DHA/AA - Are They Important?

What is DHA?

You have heard that DHA omega-3 is good for you - but do you know why? Here are the facts.

Docosahexaenoic acid, or DHA, is a polyunsaturated omega-3 fatty acid found throughout the body. It is a major structural fat in the brain and retina of the eye accounting for up to 97 percent of the omega-3 fats in the brain and up to 93 percent of the omega-3 fats in the retina. It is also a key component of the heart. Numerous studies confirm that everyone, from infants to adults, benefits from an adequate supply of DHA

Why is DHA so important?

DHA omega-3 is naturally found throughout the body and is most abundant in the brain, eyes and heart.

DHA makes up approximately 30 percent of the structural fat in the grey matter of the brain.

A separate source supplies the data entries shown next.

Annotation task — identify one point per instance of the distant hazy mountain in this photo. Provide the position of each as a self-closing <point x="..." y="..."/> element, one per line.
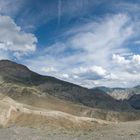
<point x="120" y="93"/>
<point x="25" y="86"/>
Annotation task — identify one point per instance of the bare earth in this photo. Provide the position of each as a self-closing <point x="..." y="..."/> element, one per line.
<point x="120" y="131"/>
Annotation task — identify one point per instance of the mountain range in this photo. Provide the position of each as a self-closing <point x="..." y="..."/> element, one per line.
<point x="21" y="85"/>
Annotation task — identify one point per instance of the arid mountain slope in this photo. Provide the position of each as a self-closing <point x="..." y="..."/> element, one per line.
<point x="11" y="72"/>
<point x="30" y="88"/>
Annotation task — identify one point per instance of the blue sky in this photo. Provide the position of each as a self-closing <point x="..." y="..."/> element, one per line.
<point x="87" y="42"/>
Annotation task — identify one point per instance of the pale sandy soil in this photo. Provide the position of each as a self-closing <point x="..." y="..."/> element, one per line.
<point x="120" y="131"/>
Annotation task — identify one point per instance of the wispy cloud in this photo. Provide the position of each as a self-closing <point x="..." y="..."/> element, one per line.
<point x="13" y="40"/>
<point x="85" y="57"/>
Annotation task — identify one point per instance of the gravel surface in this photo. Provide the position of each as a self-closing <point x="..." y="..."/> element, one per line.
<point x="120" y="131"/>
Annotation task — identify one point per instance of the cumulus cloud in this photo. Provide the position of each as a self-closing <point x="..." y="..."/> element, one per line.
<point x="85" y="56"/>
<point x="14" y="40"/>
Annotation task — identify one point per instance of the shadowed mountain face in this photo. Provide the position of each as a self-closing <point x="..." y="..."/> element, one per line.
<point x="17" y="80"/>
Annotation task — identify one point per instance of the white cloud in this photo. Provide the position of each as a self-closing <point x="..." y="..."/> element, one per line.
<point x="119" y="59"/>
<point x="14" y="40"/>
<point x="85" y="55"/>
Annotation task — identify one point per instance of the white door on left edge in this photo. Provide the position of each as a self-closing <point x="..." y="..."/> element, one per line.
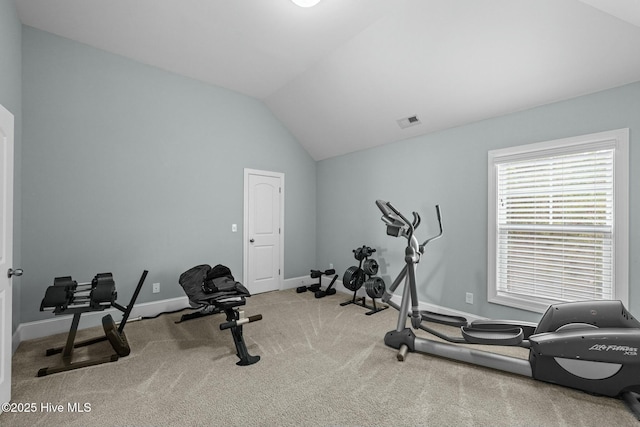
<point x="6" y="249"/>
<point x="263" y="232"/>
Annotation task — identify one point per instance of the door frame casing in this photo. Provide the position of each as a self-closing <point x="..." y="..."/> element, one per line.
<point x="245" y="230"/>
<point x="6" y="297"/>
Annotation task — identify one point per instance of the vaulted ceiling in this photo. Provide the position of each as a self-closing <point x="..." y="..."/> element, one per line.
<point x="341" y="75"/>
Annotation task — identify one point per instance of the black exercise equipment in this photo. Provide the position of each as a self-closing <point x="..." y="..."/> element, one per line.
<point x="316" y="287"/>
<point x="586" y="345"/>
<point x="66" y="296"/>
<point x="213" y="291"/>
<point x="364" y="274"/>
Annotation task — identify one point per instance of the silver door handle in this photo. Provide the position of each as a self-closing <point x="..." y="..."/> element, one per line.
<point x="17" y="272"/>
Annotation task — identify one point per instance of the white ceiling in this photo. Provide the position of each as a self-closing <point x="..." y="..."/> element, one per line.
<point x="339" y="75"/>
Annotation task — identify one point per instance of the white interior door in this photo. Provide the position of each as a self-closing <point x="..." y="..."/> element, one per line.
<point x="6" y="249"/>
<point x="263" y="231"/>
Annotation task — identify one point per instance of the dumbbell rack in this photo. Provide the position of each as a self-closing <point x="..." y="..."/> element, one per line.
<point x="364" y="274"/>
<point x="66" y="296"/>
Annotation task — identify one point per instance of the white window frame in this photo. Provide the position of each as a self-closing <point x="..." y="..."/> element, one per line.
<point x="617" y="139"/>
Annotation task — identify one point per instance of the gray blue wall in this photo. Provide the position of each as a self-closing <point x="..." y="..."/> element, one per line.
<point x="127" y="167"/>
<point x="450" y="168"/>
<point x="11" y="99"/>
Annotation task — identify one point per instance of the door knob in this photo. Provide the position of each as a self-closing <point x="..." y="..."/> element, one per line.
<point x="16" y="272"/>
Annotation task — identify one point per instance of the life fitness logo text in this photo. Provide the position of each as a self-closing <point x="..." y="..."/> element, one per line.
<point x="628" y="351"/>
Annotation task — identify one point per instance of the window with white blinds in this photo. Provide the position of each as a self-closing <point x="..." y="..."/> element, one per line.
<point x="556" y="226"/>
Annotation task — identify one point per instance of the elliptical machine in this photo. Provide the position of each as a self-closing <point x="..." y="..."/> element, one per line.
<point x="587" y="345"/>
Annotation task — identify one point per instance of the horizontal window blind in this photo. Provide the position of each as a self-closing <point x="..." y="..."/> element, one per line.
<point x="554" y="236"/>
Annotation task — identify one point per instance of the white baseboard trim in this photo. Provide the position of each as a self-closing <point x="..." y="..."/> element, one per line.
<point x="61" y="324"/>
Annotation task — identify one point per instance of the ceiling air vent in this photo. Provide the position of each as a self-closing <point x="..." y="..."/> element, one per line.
<point x="409" y="121"/>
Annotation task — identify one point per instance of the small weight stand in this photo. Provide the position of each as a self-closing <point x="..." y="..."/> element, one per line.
<point x="315" y="288"/>
<point x="356" y="276"/>
<point x="66" y="296"/>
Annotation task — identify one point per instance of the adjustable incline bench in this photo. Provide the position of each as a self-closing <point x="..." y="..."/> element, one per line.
<point x="66" y="296"/>
<point x="214" y="290"/>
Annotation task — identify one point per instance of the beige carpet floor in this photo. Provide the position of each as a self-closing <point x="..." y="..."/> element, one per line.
<point x="321" y="365"/>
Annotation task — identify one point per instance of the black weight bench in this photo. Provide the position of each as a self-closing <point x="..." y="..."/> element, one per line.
<point x="213" y="291"/>
<point x="315" y="288"/>
<point x="66" y="296"/>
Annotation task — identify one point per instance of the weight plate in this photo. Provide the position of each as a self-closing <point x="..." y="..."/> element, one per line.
<point x="375" y="287"/>
<point x="370" y="267"/>
<point x="353" y="278"/>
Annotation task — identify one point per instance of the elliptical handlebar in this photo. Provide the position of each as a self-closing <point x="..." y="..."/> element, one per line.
<point x="398" y="224"/>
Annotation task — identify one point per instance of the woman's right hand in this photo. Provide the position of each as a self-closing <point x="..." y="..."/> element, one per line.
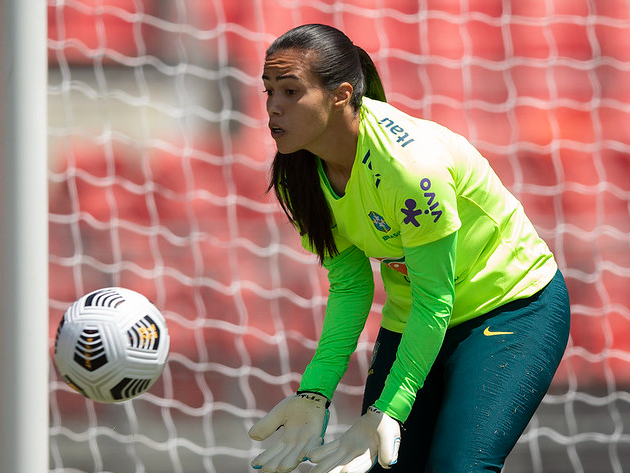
<point x="304" y="417"/>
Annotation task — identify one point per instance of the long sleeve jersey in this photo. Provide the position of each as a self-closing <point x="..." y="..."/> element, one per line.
<point x="453" y="244"/>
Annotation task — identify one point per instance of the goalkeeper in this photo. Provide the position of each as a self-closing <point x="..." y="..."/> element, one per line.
<point x="476" y="318"/>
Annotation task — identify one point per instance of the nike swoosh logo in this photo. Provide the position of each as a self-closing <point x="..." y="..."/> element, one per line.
<point x="489" y="333"/>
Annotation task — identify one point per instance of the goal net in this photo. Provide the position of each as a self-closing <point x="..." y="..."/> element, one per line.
<point x="159" y="157"/>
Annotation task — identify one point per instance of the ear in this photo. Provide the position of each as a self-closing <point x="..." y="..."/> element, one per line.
<point x="342" y="95"/>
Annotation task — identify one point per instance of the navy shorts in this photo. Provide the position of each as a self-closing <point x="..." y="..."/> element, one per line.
<point x="484" y="387"/>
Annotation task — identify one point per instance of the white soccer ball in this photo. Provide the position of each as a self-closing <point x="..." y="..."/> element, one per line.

DHA is a major structural fat in the retina of the eye. DHA plays an important role in both infant visual development and function. Studies with both premature and full-term infants suggest that an adequate supply of DHA, provided through either breast milk or DHA-fortified follow-on formula, is associated with better visual function and more rapid visual development. Research also shows that DHA may play a role in adult eye health.

DHA is a key component of the heart, especially in the conducting tissue, and is important for heart health throughout life

What are the best sources of DHA?

Dietary sources of DHA include:

  • Algae - Certain algae are natural sources of DHA. And while most people believe that fish produce their own DHA, in fact, it’s the algae they feed on that make them a rich source of DHA. 
  • Fatty fish including anchovies, salmon, herring, mackerel, tuna and halibut 
  • Organ meat such as liver 
  • Fish oil 
  • Small amounts found in poultry and egg yolks

There is a common misconception that foods like walnuts, linseed oil, and flaxseed oil are dietary sources of DHA. However, these foods are actually sources of alpha-linolenic acid, ALA, a precursor of DHA. As compared to DHa, ALA has no known independent benefits on brain or eye development and function. Although the human body can convert ALA to DHA, the process is inefficient and variable. ALA to DHA conversion occurs at a rate of less than 0.5% and varies dependent upon age, health status, gender, and background diet.   ALA likely only provides 7 mg of DHA/day toward the recommended 250 mg DHA+EPA/day for adults living in the EU.

What is AA?

AA, or Arachidonic acid, is a long-chain omega-6 fatty acid, and the principal omega-6 in the brain which represents about 48 percent of the omega-6 fats in the brain. It is also abundant in other cells throughout the body.

Why is AA important?

It is a precursor to a group of hormone-like substances called eicosanoids that play a role in immunity, blood clotting and other vital functions in the body.

Like DHA, AA occurs naturally in breast milk and supports infant growth and development.

What are the best sources of AA?

A balanced diet will supply healthy levels of AA. People obtain AA by eating foods such as meat, eggs and milk. Like DHA, ARA also occurs naturally in breast milk

*Based on a clinical study using 900mg DHA/day for 6 months in healthy adults 55 with a mild memory complaint.